Il trionfo delle elezioni del 2015, quando Suu Kyi si proclamò "al di sopra del presidente", è stato rapidamente smorzato dopo Rakhine, dove il regista si esprime così: "Si è scoperto che il capo dell'esercito era al di sopra di tutti loro, e ha visto la crisi come un’opportunità per privarla del potere”. Il film è stato accusato di essere troppo amichevole nei confronti di Aung San Suu Kyi, quando in realtà non fa altro che dire qualcosa su chi è responsabile di cosa. E come dice il narratore (liberamente a memoria): "Forse non era l'eroe che pensavamo fosse, ma non è nemmeno il malvagio capo di stato come ora viene chiamato. Forse finisci per assomigliare a ciò contro cui hai combattuto per tutta la vita. Il regista si è recato in Myanmar nel 2013 per proiettare un film al Festival Internazionale del Cinema sui Diritti Umani della Dignità Umana e si è interessato alle riforme. Il direttore del festival, Min Htin Ko Ko Gyi, è ora in prigione, accusato di diffamazione nei confronti dei militari.

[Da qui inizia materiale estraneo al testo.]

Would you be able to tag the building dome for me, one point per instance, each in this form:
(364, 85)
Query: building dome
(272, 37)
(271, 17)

La lotta per il trono in Myanmar

La storia del film è in gran parte basata su "teste parlanti", ma ciò che rende unico il film è la qualità delle teste. L’ex presidente Thein Sein e i suoi ministri più importanti, come Aung Min, che ha negoziato la pace, e Soe Thane, che ha firmato accordi commerciali internazionali più velocemente della “sua stessa ombra” ed è stato il super-venditore del messaggio di riforma, ma non ancora il digitare per acquistare un'auto usata. Anche Aung San Suu Kyi, il sempre spiritoso stratega della NLD Win Htein e molti altri. È un cast che incute rispetto.

È una mossa elegante filmare gli intervistati prima che parlino, in quello che sembra un momento privato. È già stato fatto, ma funziona. Il film ha una colonna sonora eccessivamente pesante. La voce del narratore è al limite del gonfio, ma può essere difesa in quanto dà l'illusione di una fiaba e i paroloni sembrano una buona soluzione di emergenza al fatto che la maggior parte del film è stata registrata prima della crisi. nello stato di Rakhine – che può anche spiegare e difendere l’assenza delle voci dei Rohingya.

C'è una battaglia per il trono in Myanmar che sicuramente continuerà dopo la fine del film, ed è più probabile che i militari traccino un limite rispetto a qualche anno fa. Per coloro che vogliono comprendere la lotta per il potere politico in Myanmar, lo è All'interno di una dittatura militare un buon punto di partenza.

Audun@birmania.no
Audun@burma.no
Aagre dirige il Comitato Birmania a Oslo.